Patrick Butler 

Public services desperately need investment. But Brexit is all-consuming

Philip Hammond might announce today that austerity will soon be over, but then what, asks Guardian social policy editor Patrick Butler
  
  

Chancellor Philip Hammond with his red briefcase
The chancellor, Philip Hammond, makes his spring statement on Wednesday. Photograph: Stefan Rousseau/PA

The £20bn public services bung reportedly dangled before MPs by the chancellor Philip Hammond before this week’s spring statement, in an attempt to persuade them to vote for Theresa May’s Brexit deal, will not surprise anyone who believes the main cause of disintegrating public services is lack of ministerial will to invest, rather than lack of money.

Like May’s desperate £1.6bn bribe for the leave-voting “left-behind” northern England towns, it tells us not so much that Hammond believes a weary, austerity-battered UK deserves a new era of public services settlement, but that resources can always be found when the future of the Conservative party is at stake.

It also reminds us that the government has no strategy for public services investment. Look at the way it has responded to crises in the NHS, social care, housing, prisons, schools and policing in recent years. All follow a familiar sequence: failure to spot early signs of failure; belated acceptance of public alarm; denial that lack of resources is to blame; then grudging, hastily arranged emergency funding to make the problem go briefly away.

The response to the surge in knife crime in recent weeks was entirely typical: lack of awareness of the problem; prickly refusal to accept that cuts in the numbers of police officers may have been a factor in the crisis; a swift reversal when the public backlash inevitably arrived; and, very soon after, plans cobbled together (though opposed by Hammond) for a £15m emergency police grant to fight knife crime.

The underlying causes of this and all the other crises – underfunding, poverty and soaring need – are, inevitably, never addressed in these panicky forays. That nearly nine years of austerity cuts are themselves a turbo-generator of far more costly demand for services – in social care, housing benefit support, mental health services and child protection, to name just a few – is for ministers a truth that must remain universally unacknowledged. That the cuts drive crime, hunger and ill health is even more forcefully ignored.

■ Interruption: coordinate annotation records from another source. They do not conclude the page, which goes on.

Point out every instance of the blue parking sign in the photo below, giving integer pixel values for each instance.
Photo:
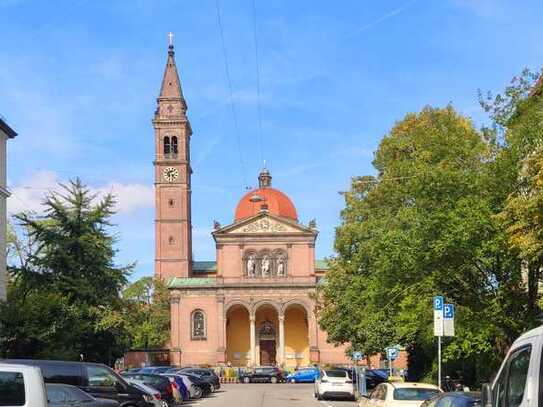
(393, 353)
(357, 355)
(438, 303)
(448, 311)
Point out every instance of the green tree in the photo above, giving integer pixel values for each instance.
(147, 313)
(424, 225)
(66, 283)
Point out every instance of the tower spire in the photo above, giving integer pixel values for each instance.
(171, 85)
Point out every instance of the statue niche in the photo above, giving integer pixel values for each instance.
(265, 264)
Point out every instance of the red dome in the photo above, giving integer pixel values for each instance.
(277, 204)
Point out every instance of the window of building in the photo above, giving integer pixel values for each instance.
(167, 145)
(198, 322)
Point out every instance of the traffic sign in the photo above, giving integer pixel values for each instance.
(438, 315)
(448, 320)
(393, 353)
(357, 355)
(438, 303)
(448, 311)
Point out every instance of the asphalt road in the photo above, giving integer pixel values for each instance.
(267, 395)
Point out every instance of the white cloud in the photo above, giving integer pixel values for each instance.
(30, 196)
(130, 196)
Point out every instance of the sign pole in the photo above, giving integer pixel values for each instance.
(390, 366)
(439, 362)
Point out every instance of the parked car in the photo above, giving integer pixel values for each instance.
(66, 395)
(154, 369)
(21, 386)
(334, 384)
(399, 395)
(262, 375)
(198, 381)
(185, 395)
(304, 375)
(454, 399)
(154, 394)
(96, 379)
(519, 381)
(375, 377)
(195, 391)
(207, 375)
(132, 370)
(161, 383)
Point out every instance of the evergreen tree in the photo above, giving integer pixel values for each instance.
(65, 287)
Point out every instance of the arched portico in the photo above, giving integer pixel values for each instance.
(296, 349)
(266, 321)
(238, 341)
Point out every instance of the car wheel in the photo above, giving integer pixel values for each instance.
(198, 393)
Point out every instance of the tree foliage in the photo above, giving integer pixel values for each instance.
(436, 219)
(65, 283)
(148, 310)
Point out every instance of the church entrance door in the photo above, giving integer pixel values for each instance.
(267, 353)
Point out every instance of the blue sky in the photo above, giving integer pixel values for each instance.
(78, 81)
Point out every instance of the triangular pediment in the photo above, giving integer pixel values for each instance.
(264, 224)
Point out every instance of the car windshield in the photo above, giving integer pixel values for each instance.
(419, 394)
(335, 373)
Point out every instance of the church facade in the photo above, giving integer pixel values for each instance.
(254, 305)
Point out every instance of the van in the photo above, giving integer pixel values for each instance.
(519, 382)
(21, 386)
(97, 379)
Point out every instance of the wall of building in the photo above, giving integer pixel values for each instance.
(196, 351)
(238, 337)
(296, 338)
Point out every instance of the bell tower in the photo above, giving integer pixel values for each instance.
(173, 227)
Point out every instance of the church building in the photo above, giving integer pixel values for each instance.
(253, 306)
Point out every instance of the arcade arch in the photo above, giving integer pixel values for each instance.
(238, 343)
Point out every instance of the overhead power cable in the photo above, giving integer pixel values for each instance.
(229, 82)
(257, 67)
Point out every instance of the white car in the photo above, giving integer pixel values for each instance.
(154, 394)
(334, 383)
(399, 395)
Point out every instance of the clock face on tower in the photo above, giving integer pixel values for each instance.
(170, 174)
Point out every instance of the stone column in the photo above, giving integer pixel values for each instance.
(313, 333)
(221, 330)
(175, 352)
(252, 323)
(281, 358)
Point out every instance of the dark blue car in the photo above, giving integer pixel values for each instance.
(305, 375)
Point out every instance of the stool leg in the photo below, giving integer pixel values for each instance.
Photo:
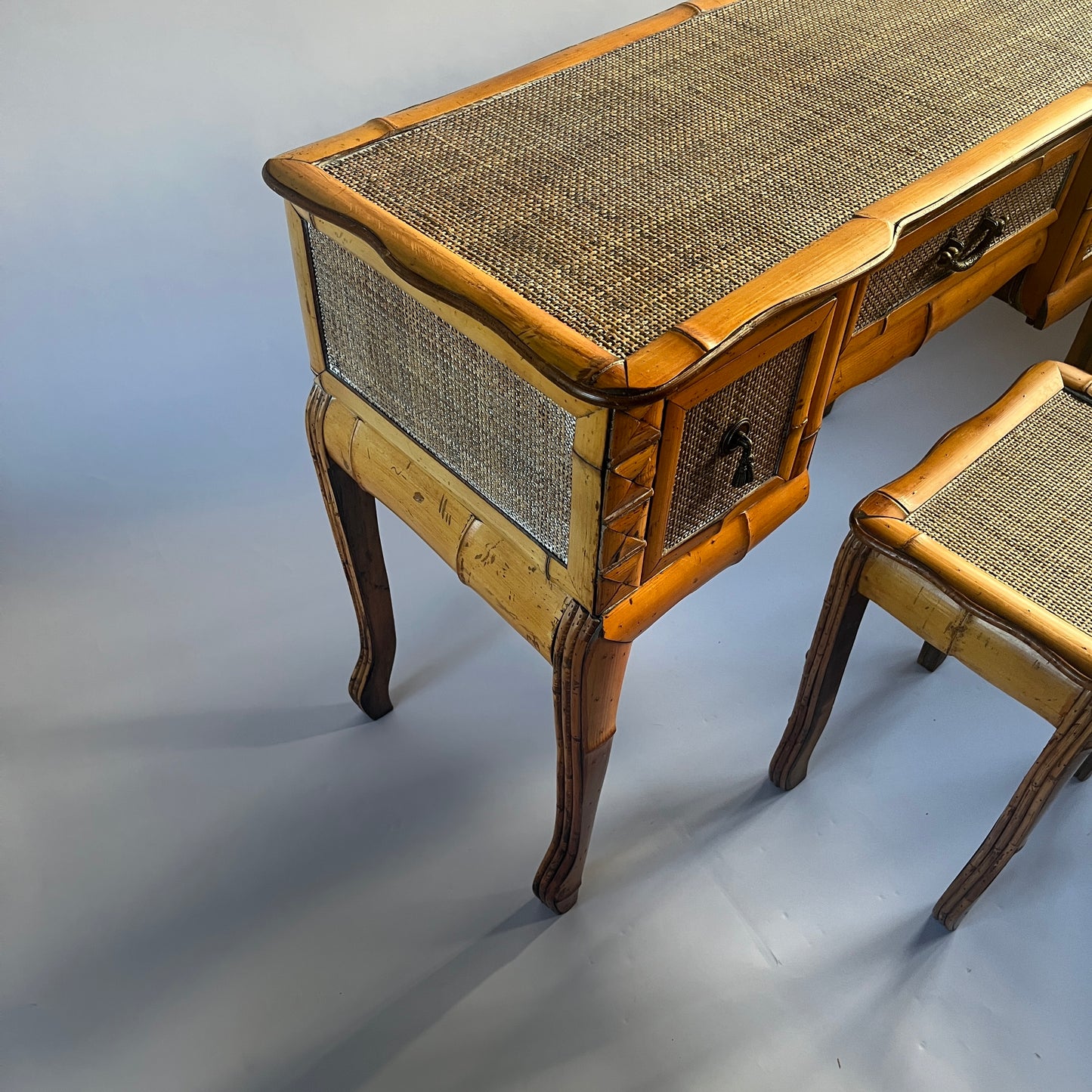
(1052, 770)
(588, 676)
(1080, 355)
(352, 512)
(930, 657)
(837, 630)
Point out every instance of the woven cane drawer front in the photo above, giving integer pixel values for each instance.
(766, 398)
(506, 439)
(899, 282)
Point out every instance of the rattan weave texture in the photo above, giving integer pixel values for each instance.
(500, 435)
(892, 285)
(766, 397)
(1022, 511)
(628, 193)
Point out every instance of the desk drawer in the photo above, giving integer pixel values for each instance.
(952, 262)
(734, 432)
(923, 267)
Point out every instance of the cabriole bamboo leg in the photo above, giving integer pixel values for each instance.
(1080, 355)
(352, 512)
(1086, 769)
(930, 657)
(837, 630)
(588, 676)
(1052, 770)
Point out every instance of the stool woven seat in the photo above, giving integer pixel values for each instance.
(985, 551)
(1022, 510)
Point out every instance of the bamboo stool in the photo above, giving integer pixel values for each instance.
(985, 551)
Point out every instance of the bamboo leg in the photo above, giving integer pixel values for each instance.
(355, 527)
(839, 621)
(1050, 771)
(588, 676)
(1080, 355)
(930, 657)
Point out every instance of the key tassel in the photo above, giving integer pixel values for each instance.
(738, 438)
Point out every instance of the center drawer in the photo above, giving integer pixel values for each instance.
(952, 261)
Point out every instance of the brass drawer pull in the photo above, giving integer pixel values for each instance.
(738, 436)
(956, 255)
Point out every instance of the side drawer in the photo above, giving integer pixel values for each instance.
(735, 432)
(957, 259)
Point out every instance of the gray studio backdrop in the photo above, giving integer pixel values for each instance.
(213, 876)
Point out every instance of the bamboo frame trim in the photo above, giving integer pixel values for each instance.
(816, 324)
(633, 616)
(967, 635)
(977, 590)
(576, 580)
(508, 574)
(568, 358)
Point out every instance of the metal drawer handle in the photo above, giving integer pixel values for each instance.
(738, 437)
(956, 255)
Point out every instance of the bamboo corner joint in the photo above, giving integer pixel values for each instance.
(589, 388)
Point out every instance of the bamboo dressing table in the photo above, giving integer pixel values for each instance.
(578, 326)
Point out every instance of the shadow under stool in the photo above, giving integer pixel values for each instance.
(984, 549)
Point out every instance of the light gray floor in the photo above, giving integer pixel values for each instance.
(216, 876)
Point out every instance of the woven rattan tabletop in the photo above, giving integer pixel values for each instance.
(626, 193)
(1022, 510)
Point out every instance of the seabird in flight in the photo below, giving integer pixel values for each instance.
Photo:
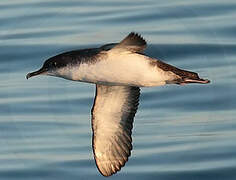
(118, 70)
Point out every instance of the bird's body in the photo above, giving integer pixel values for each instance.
(118, 70)
(116, 67)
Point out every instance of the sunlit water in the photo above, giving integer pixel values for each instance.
(180, 132)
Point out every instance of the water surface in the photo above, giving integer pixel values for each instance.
(180, 132)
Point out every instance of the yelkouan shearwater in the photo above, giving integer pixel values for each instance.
(118, 70)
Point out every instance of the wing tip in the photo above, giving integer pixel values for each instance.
(106, 173)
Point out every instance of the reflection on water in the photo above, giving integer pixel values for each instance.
(180, 132)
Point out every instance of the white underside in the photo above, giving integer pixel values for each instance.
(119, 68)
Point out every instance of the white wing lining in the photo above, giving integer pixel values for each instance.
(112, 122)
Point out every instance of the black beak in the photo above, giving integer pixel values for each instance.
(40, 71)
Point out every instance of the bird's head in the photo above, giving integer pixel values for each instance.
(54, 66)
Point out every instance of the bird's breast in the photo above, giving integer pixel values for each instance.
(120, 69)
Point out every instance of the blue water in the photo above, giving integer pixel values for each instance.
(180, 132)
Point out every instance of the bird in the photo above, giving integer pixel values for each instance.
(118, 70)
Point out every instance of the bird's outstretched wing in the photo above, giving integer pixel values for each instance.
(113, 112)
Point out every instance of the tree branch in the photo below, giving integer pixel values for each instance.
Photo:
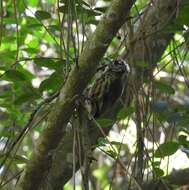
(155, 40)
(41, 159)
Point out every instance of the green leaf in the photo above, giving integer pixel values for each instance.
(102, 142)
(159, 172)
(124, 112)
(25, 97)
(49, 63)
(103, 122)
(42, 15)
(163, 87)
(14, 76)
(166, 149)
(159, 106)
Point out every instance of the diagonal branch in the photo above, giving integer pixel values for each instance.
(162, 13)
(78, 79)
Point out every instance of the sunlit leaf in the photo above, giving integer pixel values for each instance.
(166, 149)
(103, 122)
(42, 15)
(164, 87)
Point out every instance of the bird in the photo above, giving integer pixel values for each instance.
(107, 87)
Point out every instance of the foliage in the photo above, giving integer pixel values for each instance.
(40, 41)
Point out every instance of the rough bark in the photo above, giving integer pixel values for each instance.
(42, 156)
(149, 42)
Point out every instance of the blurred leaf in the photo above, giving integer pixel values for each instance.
(112, 154)
(183, 140)
(159, 172)
(102, 141)
(166, 149)
(174, 117)
(163, 87)
(159, 106)
(124, 112)
(42, 15)
(14, 76)
(49, 63)
(183, 16)
(103, 122)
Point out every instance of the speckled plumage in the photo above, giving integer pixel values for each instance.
(107, 88)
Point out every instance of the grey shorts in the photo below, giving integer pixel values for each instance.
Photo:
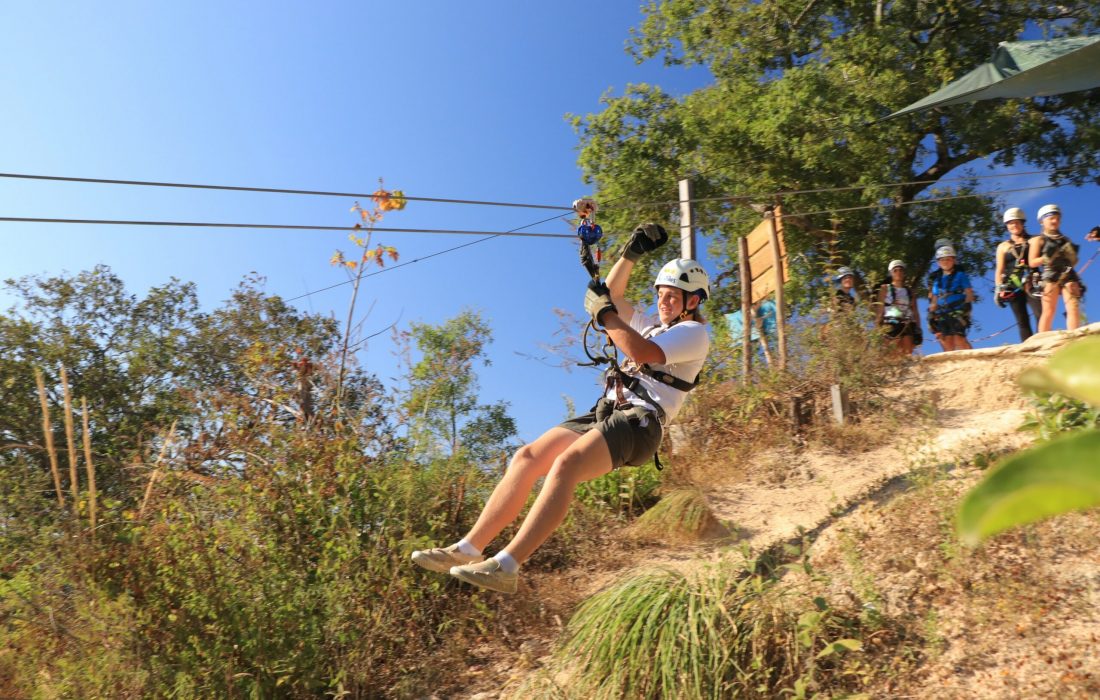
(631, 438)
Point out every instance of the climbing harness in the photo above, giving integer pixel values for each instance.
(616, 378)
(590, 233)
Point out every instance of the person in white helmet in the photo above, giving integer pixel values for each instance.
(897, 310)
(664, 357)
(846, 294)
(1013, 273)
(950, 298)
(1054, 254)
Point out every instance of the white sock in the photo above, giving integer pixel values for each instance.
(468, 548)
(507, 561)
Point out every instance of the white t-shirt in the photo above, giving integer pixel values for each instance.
(897, 304)
(685, 346)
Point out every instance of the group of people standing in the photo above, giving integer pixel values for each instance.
(1031, 272)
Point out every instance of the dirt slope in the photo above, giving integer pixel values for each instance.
(974, 407)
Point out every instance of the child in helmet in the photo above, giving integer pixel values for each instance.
(845, 296)
(664, 356)
(1013, 273)
(949, 302)
(1055, 255)
(898, 313)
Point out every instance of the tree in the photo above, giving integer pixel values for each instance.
(145, 362)
(444, 416)
(795, 86)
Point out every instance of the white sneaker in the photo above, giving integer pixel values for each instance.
(487, 575)
(442, 558)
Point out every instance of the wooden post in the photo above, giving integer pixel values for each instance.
(686, 220)
(305, 395)
(156, 469)
(70, 443)
(839, 404)
(746, 308)
(780, 306)
(48, 435)
(88, 466)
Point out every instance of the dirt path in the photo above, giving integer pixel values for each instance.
(972, 406)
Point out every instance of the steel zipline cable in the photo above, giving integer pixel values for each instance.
(275, 190)
(730, 197)
(288, 227)
(784, 193)
(421, 258)
(887, 205)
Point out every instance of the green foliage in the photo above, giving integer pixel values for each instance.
(272, 556)
(1054, 414)
(286, 576)
(625, 492)
(142, 362)
(1057, 477)
(794, 87)
(662, 634)
(441, 403)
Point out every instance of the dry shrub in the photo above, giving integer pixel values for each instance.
(681, 515)
(726, 417)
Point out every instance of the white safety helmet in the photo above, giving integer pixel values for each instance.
(684, 274)
(1046, 210)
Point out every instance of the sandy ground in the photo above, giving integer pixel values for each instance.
(970, 405)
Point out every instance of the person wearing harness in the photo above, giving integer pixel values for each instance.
(898, 313)
(664, 356)
(845, 296)
(1055, 255)
(949, 302)
(1013, 273)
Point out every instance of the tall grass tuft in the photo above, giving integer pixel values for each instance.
(658, 634)
(718, 633)
(681, 515)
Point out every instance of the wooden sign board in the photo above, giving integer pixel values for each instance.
(761, 259)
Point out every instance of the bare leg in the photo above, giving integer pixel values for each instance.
(1071, 297)
(586, 459)
(1049, 306)
(529, 463)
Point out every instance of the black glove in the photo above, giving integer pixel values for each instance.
(597, 301)
(646, 238)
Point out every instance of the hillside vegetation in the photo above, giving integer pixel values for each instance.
(250, 527)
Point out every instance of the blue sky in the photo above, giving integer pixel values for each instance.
(462, 100)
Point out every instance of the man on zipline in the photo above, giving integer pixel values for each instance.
(664, 357)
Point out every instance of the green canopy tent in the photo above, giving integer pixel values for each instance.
(1031, 68)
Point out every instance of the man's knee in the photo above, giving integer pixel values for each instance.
(524, 460)
(567, 468)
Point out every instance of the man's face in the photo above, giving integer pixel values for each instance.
(670, 303)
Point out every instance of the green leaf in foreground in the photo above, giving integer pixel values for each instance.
(839, 646)
(1051, 479)
(1074, 371)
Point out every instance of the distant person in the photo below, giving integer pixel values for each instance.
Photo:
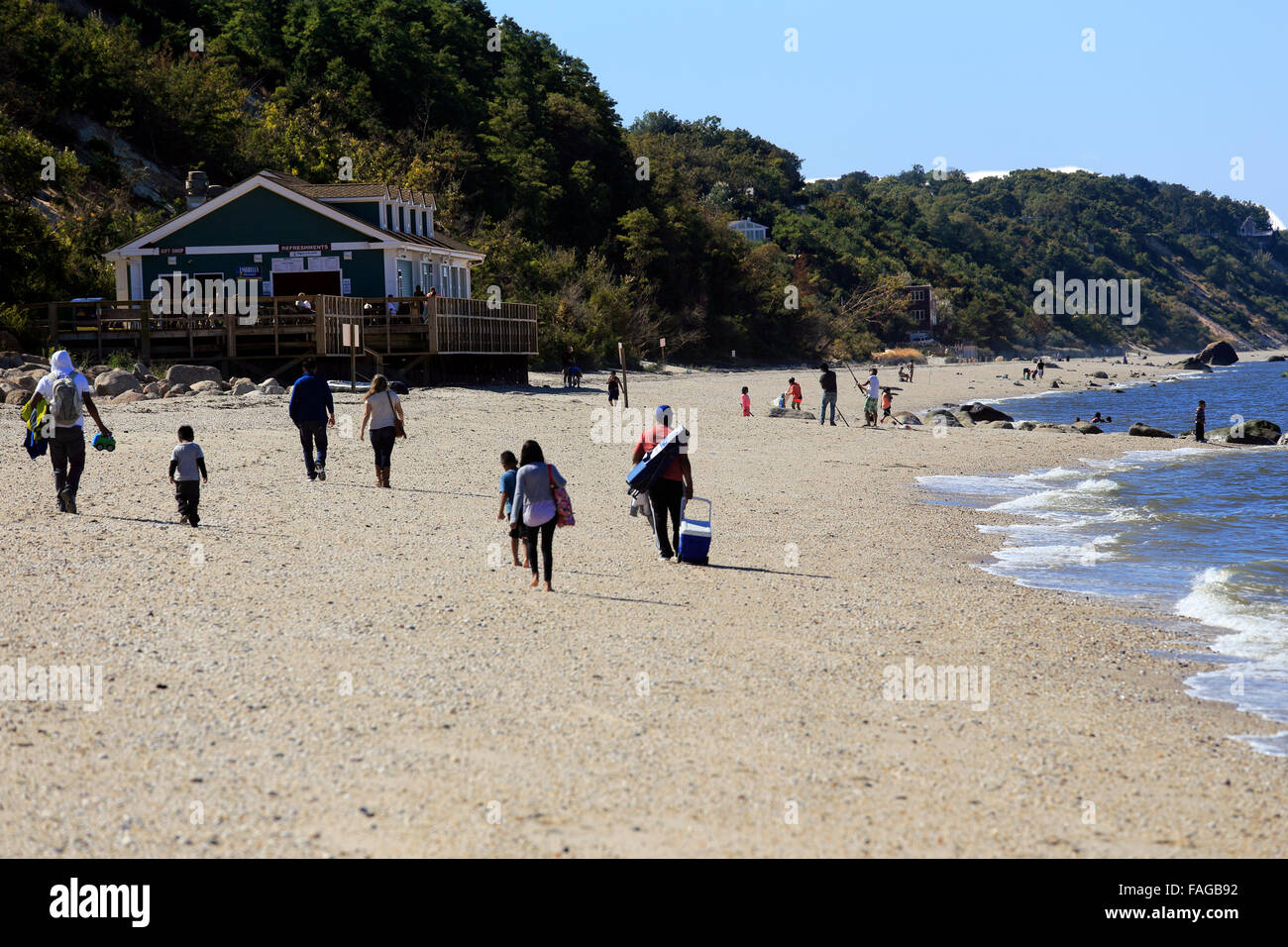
(384, 412)
(509, 478)
(671, 487)
(870, 403)
(65, 390)
(570, 361)
(794, 389)
(312, 410)
(187, 474)
(827, 381)
(535, 506)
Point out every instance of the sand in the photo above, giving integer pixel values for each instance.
(327, 669)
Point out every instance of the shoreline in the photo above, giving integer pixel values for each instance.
(763, 673)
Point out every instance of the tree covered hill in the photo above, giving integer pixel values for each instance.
(614, 231)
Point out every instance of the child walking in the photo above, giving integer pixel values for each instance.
(510, 464)
(187, 463)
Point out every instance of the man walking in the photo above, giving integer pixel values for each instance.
(827, 381)
(67, 393)
(673, 484)
(312, 408)
(870, 405)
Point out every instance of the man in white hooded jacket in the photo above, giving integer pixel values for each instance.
(64, 425)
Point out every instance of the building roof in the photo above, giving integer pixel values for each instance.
(312, 193)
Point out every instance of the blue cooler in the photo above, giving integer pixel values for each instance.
(695, 535)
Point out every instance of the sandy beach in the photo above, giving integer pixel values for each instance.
(329, 669)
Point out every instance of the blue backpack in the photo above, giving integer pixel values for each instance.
(656, 462)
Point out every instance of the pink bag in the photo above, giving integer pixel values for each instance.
(563, 505)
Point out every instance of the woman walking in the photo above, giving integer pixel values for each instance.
(384, 412)
(535, 505)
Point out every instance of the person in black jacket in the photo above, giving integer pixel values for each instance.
(827, 381)
(310, 408)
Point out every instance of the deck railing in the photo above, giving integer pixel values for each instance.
(390, 325)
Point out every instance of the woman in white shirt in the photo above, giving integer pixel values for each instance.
(384, 408)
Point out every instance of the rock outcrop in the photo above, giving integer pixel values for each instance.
(1219, 354)
(1140, 429)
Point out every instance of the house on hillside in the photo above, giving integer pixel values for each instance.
(748, 228)
(1248, 228)
(919, 304)
(344, 239)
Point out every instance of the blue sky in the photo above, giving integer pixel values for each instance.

Hammond, like May, likes to suggest that austerity will soon be over, but then what? Austerity was the Tories’ one clear strategy: it was natural for them to decide that public services (and public servants) and the welfare state should be sacrificed to pay for the financial crash. The small state, after all, was never a temporary phase. If it was not the whole point of the exercise, then it was a most valuable side-effect. Why would Conservative ministers ever want to put that gain in jeopardy?

One of the great myths of austerity was that it would bring efficiency to public services. But ministers have been happy for the state just to do a lot less. The big “savings” have come not by innovation, or re-engineering service to reduce demand, but by restricting or shutting down services, freezing staff wages and cutting social security benefits (though maintaining basic statutory levels of services in many areas of the public realm have been mini-masterpieces of improvisation).

It has become a commonplace that Brexit has consumed all the energy and intellectual bandwidth of Whitehall, crowding out the development of public services policy. It is equally plausible that Brexit has acted as cover for the growing failure of austerity, and the government’s absence of new ideas. There is a growing opportunity, you sense, for a political party with a convincing plan for public services renewal.